Lady Gaga e eu pensamos diferente ou ela não conhece o verdadeiro Brasil

    (*) Ucho Haddad –

    Há muito não faço uma conexão entre música e política, mas resolvi mergulhar nesse binômio na esteira de um fato pontual. Quando pensei em escrever sobre o tema, logo veio à mente o execrável período da ditadura, época em que a livre manifestação do pensamento era proibida. E a música era uma das poucas maneiras de protestar contra o regime, mesmo que de forma disfarçada.

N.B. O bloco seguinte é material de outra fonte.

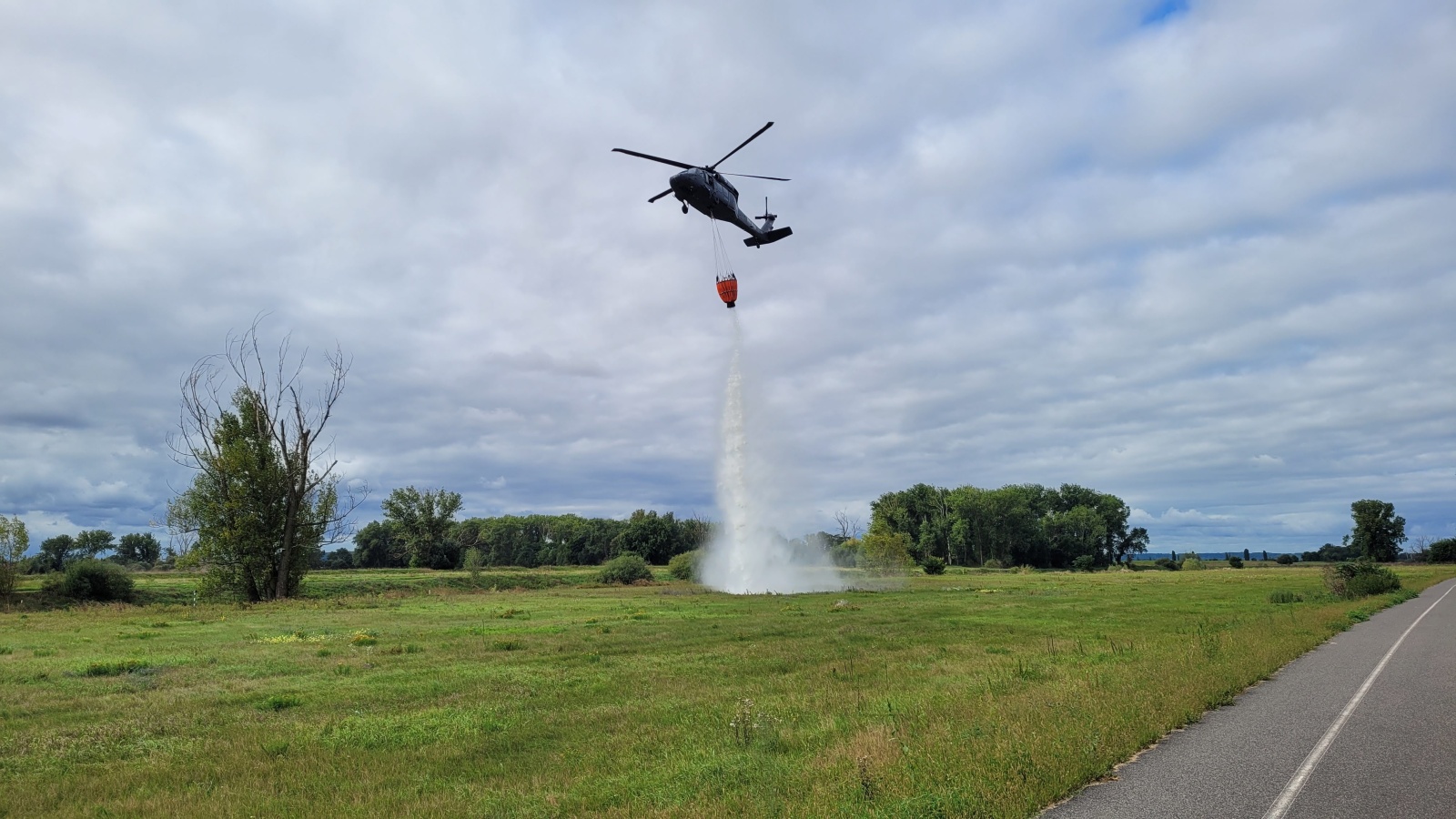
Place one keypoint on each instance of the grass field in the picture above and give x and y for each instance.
(972, 694)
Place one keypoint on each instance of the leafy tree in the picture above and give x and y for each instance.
(885, 552)
(138, 548)
(1130, 544)
(376, 547)
(95, 541)
(14, 544)
(89, 579)
(1441, 551)
(56, 552)
(1378, 532)
(628, 567)
(1077, 532)
(684, 566)
(421, 522)
(339, 559)
(266, 496)
(652, 535)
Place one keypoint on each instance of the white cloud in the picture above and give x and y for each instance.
(1203, 264)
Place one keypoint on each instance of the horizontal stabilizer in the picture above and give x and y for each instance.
(769, 238)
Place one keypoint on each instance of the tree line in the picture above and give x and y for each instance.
(1016, 525)
(420, 531)
(137, 550)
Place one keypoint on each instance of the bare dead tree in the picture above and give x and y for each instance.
(849, 528)
(281, 413)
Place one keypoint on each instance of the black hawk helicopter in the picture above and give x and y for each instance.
(705, 188)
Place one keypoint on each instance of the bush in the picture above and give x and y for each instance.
(1359, 579)
(684, 566)
(626, 567)
(1441, 551)
(92, 581)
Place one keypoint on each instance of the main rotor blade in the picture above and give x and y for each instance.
(740, 147)
(654, 157)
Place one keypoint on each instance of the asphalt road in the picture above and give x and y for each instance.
(1394, 753)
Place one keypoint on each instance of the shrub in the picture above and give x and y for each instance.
(472, 561)
(626, 567)
(1360, 577)
(114, 668)
(280, 703)
(684, 566)
(92, 581)
(1441, 551)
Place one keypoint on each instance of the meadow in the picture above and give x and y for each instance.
(542, 694)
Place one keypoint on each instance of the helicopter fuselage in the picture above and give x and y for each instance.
(713, 196)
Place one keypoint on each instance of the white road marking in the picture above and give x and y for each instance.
(1286, 799)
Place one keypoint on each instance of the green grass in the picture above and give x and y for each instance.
(968, 694)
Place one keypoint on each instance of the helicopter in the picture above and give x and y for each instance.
(705, 188)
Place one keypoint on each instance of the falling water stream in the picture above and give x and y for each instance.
(747, 555)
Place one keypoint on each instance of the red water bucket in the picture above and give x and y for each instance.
(728, 288)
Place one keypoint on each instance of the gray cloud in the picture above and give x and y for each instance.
(1200, 261)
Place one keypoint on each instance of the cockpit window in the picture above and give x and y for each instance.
(725, 184)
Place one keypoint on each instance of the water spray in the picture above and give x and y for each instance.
(747, 555)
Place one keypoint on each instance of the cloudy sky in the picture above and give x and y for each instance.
(1200, 254)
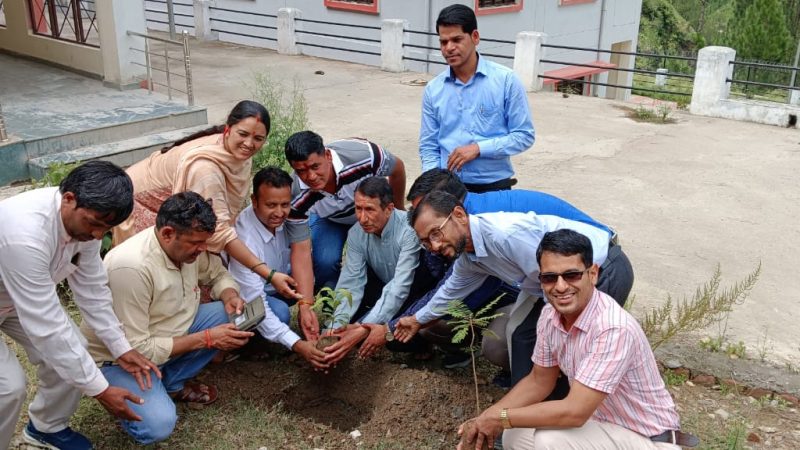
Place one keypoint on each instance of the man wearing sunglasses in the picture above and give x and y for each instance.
(502, 245)
(617, 399)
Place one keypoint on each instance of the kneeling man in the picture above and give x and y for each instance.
(617, 398)
(154, 278)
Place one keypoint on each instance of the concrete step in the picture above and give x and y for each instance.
(123, 153)
(170, 118)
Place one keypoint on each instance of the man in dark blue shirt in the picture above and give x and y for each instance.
(617, 282)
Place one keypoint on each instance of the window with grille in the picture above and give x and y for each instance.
(483, 7)
(369, 6)
(493, 3)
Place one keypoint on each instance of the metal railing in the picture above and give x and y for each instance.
(675, 82)
(168, 72)
(765, 81)
(3, 133)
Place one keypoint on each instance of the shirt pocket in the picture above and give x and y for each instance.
(489, 118)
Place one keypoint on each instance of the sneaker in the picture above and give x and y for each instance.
(455, 360)
(66, 439)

    Diferentemente do que ocorria nos anos de chumbo, quando cantores mandavam recados enviesados aos donos do poder, desta vez foi Lady Gaga quem me obrigou a escrever. Sou tão devoto da música negra norte-americana, que durante alguns anos me dediquei a pesquisá-la lá na Terra do Tio Sam, mas a voz de Lady Gaga chama a minha atenção. Não sou fã do estilo musical da nova diva do pop, porém reconheço que se trata de um fenômeno da indústria fonográfica.

    Se por um lado Lady Gaga exala competência em cima do palco e diante do microfone, em questões de Brasil ela é apenas estreante. Além de ser uma tremenda desavisada. Quem vem ao País pela primeira vez se encanta com a natureza e com o calor do povo brasileiro, mas uma semana adicional na agenda começa a produzir desapontamentos. Até porque o cotidiano não é dos melhores. Nem de longe se trata de uma lufada de antipatriotismo da minha parte, pois muitos sabem que sou um patriota incorrigível, mas não posso perder a coerência do pensamento e nem me calar diante de temas que discordo.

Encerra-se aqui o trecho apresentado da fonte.